Sunday, May 29, 2005

 

amsterdam was great, by the way.

i watched some of the drama desk awards on public television today while recovering from jetlag. one of my least favorite things about myself is that i cannot watch an awards ceremony that involves acting laurels without rehearsing my speech. i know that lots of people do this, but i would really like to be one of the ones who doesn't. at least, i would like not to move myself to tears when i go into the bathroom to watch myself rehearse it in the mirror. i mean, that is so fake.

for a few years, when i was in my early twenties, i couldn't watch the oscars. i got this terrible feeling under my sternum, like i was going to pound starlets in the eyeballs with scissors. it receded, but i wonder if it isn't a telling example of what it'll be like if i'm off the market in a PhD program. it's when i'm not getting to do the acting that watching the commendations gets me feeling all macbeth.
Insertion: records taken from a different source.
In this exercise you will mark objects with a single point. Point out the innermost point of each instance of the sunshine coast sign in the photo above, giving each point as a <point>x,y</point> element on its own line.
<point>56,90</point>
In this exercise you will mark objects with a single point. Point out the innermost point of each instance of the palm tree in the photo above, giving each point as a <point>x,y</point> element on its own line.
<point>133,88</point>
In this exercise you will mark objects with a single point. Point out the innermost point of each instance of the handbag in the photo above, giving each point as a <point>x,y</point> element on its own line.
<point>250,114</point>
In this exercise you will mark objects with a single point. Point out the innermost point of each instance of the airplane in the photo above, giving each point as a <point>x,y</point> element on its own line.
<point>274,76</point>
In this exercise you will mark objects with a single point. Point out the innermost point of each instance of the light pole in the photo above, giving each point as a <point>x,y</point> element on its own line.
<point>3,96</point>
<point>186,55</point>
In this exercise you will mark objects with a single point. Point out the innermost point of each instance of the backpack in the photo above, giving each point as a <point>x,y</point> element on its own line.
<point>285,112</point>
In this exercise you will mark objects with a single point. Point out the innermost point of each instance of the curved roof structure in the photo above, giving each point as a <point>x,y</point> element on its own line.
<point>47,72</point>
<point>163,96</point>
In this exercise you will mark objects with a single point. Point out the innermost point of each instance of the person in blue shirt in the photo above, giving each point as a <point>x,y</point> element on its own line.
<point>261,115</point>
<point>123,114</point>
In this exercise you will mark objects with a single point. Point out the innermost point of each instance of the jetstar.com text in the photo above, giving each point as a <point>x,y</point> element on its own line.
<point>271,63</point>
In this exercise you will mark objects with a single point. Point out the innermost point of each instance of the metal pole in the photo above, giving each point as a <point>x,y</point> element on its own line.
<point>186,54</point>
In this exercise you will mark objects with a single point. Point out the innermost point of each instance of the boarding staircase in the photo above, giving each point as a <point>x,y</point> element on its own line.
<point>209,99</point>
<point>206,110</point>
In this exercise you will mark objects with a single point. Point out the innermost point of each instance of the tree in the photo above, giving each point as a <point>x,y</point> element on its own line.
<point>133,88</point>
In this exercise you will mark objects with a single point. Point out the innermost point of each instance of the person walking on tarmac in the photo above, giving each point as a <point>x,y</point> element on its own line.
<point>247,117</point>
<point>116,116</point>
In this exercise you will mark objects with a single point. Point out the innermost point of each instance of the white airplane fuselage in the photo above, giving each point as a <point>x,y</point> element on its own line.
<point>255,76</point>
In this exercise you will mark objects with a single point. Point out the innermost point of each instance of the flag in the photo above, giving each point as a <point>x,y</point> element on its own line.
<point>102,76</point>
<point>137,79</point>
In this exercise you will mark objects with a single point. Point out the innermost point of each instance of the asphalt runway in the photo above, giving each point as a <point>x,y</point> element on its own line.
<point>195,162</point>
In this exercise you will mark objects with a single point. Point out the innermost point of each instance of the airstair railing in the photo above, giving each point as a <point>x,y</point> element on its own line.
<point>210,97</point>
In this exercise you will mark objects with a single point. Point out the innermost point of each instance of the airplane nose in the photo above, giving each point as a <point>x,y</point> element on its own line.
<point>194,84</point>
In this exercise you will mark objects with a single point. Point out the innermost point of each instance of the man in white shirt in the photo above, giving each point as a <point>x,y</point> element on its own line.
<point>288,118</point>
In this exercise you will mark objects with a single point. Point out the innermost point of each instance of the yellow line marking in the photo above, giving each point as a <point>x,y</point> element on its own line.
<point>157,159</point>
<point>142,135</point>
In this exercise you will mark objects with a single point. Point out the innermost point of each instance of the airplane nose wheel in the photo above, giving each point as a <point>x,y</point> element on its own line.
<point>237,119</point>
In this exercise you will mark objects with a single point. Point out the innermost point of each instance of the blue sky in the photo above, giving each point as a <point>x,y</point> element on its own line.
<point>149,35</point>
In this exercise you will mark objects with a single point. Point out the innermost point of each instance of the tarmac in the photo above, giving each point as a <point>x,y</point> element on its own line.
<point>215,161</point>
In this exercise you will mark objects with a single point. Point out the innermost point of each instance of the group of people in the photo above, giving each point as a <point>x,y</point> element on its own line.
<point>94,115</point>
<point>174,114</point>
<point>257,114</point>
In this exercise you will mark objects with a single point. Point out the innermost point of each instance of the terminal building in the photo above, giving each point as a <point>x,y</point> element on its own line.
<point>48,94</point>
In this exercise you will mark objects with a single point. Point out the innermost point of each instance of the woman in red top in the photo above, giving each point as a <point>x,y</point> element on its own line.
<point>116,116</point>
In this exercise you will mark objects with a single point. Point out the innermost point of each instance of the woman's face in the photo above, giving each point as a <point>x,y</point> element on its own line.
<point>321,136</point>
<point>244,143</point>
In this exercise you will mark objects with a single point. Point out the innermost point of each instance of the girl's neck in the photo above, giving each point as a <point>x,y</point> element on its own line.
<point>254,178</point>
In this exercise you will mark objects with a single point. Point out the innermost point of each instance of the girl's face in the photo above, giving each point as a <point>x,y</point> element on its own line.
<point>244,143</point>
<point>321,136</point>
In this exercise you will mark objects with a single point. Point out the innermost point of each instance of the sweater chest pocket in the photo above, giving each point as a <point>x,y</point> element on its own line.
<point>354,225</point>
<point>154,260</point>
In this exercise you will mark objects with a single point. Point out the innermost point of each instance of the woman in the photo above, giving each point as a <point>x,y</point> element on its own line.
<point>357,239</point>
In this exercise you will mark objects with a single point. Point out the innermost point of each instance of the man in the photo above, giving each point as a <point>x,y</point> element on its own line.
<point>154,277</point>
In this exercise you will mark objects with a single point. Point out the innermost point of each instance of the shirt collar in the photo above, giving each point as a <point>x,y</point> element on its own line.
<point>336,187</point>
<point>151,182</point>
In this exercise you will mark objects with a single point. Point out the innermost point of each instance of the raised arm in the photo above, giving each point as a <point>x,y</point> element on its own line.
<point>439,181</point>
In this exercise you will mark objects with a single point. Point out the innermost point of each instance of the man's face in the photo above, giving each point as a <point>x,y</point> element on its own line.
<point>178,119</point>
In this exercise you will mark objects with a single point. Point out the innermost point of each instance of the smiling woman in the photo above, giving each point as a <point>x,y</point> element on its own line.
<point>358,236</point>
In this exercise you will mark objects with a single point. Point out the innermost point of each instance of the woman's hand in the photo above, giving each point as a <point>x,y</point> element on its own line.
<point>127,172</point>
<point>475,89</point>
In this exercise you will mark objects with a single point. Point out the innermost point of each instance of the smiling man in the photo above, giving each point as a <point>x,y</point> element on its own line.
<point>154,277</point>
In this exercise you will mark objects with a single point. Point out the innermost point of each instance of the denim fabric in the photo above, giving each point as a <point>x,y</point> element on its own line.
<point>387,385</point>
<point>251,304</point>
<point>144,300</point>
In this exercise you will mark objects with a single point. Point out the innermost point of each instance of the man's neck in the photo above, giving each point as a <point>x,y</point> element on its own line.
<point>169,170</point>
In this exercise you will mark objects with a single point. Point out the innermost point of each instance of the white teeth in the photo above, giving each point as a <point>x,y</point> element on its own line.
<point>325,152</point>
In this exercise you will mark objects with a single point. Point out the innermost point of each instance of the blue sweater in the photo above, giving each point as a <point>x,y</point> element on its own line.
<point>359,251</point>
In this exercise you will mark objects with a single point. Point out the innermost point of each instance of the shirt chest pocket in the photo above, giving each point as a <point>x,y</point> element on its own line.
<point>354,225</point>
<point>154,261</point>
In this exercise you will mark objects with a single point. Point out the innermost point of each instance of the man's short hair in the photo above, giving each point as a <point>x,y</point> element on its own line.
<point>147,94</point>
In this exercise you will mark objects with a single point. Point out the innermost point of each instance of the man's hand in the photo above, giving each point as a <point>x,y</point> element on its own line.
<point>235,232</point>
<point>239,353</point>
i still think the grad school try is a good idea. but i'm starting to be frightened of what it'll be like to realize i am not ever, ever going to be a company member at ashland or a guest victim on law and order. when i thought about what i wanted to say in my so fake thank you speech, i wanted to say: there was this time i thought that it wasn't going to work out, and it made me really sad.

it does make me really sad. being a professor or a dramaturg or a literary manager somewhere nice and maybe getting to have a baby would make it better, but i wonder if it would ever not make me sad. i hope it wouldn't make me the kind of sad that leads to bitter old age and a drinking problem. i don't think so, but you never know. i also tell myself that going back to school doesn't necessarily represent the End of the Affair; that i can still audition for some stuff and when we move, eventually, as i am sure we will, to a more liveable city, i'll be the kind of well-employed lady who can also be in plays.

i was telling the one who's least afraid, one time, that i know i need to get over myself and my ideas about failure, but the best way of getting over it would be to become successful. i still think that's true. so as much as i'm looking forward to the familiar bosom of academia . . .

come on, world. i'm working hard, and you have one year to discover me at the drug store soda fountain. one year, motherfuckers.